Basic Stance and Implementation of Internal Control System

As a holding company, the Company has established the following structure to ensure the sound and continuous development of the Company and the Group under the corporate philosophy of "Benesse (well-being) ."

The Company continuously appoints executive directors and multiple outside directors with a high degree of independence. This ensures that the Board of Directors engages in active debate from a variety of perspectives unconstrained by internal circumstances and maintains and improves its supervisory functions, thereby ensuring execution of its duties.

The Company has established the Nomination and Compensation Committee as an advisory committee to the Board of Directors for the clarification of criteria related to the appointment, dismissal, and compensation of directors such as the Representative Director and President, as well as ensuring transparency in the decision-making process. The committee is chaired by an outside director, and the majority of its members are outside directors.

The Company ensures that the Group’s operations are conducted appropriately and ethically by having established the Benesse Group Code of Conduct, which presents conduct guidelines for the individual officers and employees of the Group, based on the Benesse Group Principles. The guidelines provide a reference point for Benesse Group officers and employees for understanding the values they should uphold and for making judgements. In addition, the Company has formulated Benesse Group Risk Management and Compliance Rules as regulations shared across the entire Benesse Group. In order to carry out the actions indicated in the Benesse Group Principles, each Group company complies with the laws and regulations and has more detailed codes of conduct and rules specific to the type and characteristics of its business, scale of business, and work environment, etc. These various rules ensure that business is conducted in an appropriate manner and that compliance is carried out thoroughly. The Company has also established and operates the Benesse Group Speak-Up Line and the Audit & Supervisory Board Member Hotline as a whistleblowing system for reporting breaches of the law, misconduct, or violations of the Company's Articles of Incorporation or internal rules. By thus complying with social norms, management ethics, laws and regulations, and the like, the Group aims to be a company that continues to provide value to society.
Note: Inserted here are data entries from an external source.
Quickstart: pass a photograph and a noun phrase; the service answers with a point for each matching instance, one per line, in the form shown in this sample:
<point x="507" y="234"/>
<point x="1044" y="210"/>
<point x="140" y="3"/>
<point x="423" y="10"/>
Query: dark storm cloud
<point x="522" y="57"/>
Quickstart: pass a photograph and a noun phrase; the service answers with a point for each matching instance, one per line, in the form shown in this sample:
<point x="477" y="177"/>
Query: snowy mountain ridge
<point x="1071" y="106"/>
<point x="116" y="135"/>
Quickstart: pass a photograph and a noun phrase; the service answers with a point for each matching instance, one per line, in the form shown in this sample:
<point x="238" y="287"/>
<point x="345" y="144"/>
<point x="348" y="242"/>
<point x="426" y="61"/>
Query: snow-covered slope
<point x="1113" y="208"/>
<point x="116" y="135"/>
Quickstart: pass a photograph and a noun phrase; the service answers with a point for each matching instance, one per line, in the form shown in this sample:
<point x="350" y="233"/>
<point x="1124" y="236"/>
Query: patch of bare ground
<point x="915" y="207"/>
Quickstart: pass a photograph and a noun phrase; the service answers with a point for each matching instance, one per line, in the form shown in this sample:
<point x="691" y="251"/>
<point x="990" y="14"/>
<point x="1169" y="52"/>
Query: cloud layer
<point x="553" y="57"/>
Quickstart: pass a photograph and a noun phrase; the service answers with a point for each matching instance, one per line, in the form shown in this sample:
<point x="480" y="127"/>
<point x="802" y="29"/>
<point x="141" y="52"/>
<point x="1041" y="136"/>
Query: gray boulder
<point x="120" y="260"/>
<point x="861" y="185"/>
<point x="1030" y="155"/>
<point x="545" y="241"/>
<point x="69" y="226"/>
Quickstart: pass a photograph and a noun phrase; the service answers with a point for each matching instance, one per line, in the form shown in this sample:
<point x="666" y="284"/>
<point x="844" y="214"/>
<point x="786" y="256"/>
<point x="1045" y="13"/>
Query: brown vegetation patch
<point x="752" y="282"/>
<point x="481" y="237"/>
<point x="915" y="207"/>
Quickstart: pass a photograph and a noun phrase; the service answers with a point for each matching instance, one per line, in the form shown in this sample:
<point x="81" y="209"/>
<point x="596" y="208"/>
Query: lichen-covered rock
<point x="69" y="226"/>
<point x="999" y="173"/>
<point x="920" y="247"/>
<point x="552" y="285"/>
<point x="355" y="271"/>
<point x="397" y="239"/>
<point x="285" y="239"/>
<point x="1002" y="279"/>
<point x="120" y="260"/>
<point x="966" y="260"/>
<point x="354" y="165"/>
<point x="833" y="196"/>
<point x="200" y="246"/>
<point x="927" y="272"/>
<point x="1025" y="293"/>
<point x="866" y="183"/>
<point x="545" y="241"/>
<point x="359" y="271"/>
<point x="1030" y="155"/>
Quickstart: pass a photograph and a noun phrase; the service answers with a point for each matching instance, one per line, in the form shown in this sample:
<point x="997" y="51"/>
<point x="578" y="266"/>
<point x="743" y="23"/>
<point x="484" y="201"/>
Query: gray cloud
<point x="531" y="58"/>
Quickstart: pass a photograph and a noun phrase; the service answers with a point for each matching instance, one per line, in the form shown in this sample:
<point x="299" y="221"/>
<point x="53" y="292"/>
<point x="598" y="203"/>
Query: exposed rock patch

To formulate the basic policy of the Group’s internal control system based on this code of conduct and the general features required for establishing a system pursuant to the Ordinance for Enforcement of the Companies Act, the Company’s Board of Directors passed a resolution based on Article 362, Paragraph 4, Item 6, of the Companies Act.

  • ・Under the holding company structure, among the Group's strategic business domains, the President of Benesse Corporation supervises the education and lifestyle domains, while the President of Benesse Style Care Co., Ltd. supervises the nursing care and childcare domains. The Company collects and shares information related to the business execution of the entire Group, based on operating company management and administration rules. This serves as a monitoring function.
  • ・The Company designates a responsible person in each administrative division to assist directors in the lawful and appropriate execution and oversight of their duties while also entrusting them with the task of advancing the Group's business management, identifying and resolving management concerns, and other related responsibilities.
  • ・The Company has established a Management Council for Group management leaders to share important issues and information and deliberate on important matters for the Group . The Council is chaired by the CEO and attended by the Presidents of Benesse Corporation and Benesse Style Care Co., Ltd., the heads of their in-house business companies, people in charge of the Company’s administrative divisions, and others designated by the CEO.
  • ・Subsidiaries must consult with the Company before making any administrative decisions on important matters that could impact the Group’s management. In the case of subsidiaries which are supervised by the Presidents of Benesse Corporation and Benesse Style Care Co., Ltd., those consultations are carried out through the presidents of the companies which oversee the relevant business domains. The presidents of the subsidiaries which supervise the relevant business domains discuss these matters with the people in charge of the administrative divisions from the perspective of the Group’s growth and legal compliance, followed by a process of approval of the CEO and a resolution by the Company’s Board of Directors.
  • ・In risk management, the Company has established a Risk and Compliance Committee, and by monitoring the progress of material risk countermeasures included in the business plans of the Company and its subsidiaries, the Committee visualizes the status of risks and determines the Group's major risks and risk countermeasures every fiscal year. The Committee regularly reports the results to the Board of Directors which are then disseminated within the Company and its subsidiaries, and promotes improvements (including corrective measures, implementation of preventive measures, education, and training, etc.).
  • ・Based on the management guidelines for the entire Group, the Group has established a simple and clear response system for communicating information quickly to top management when a crisis occurs.
  • ・The Company’s information management system requires that important information be retained for at least 10 years, as stipulated in the document management rules.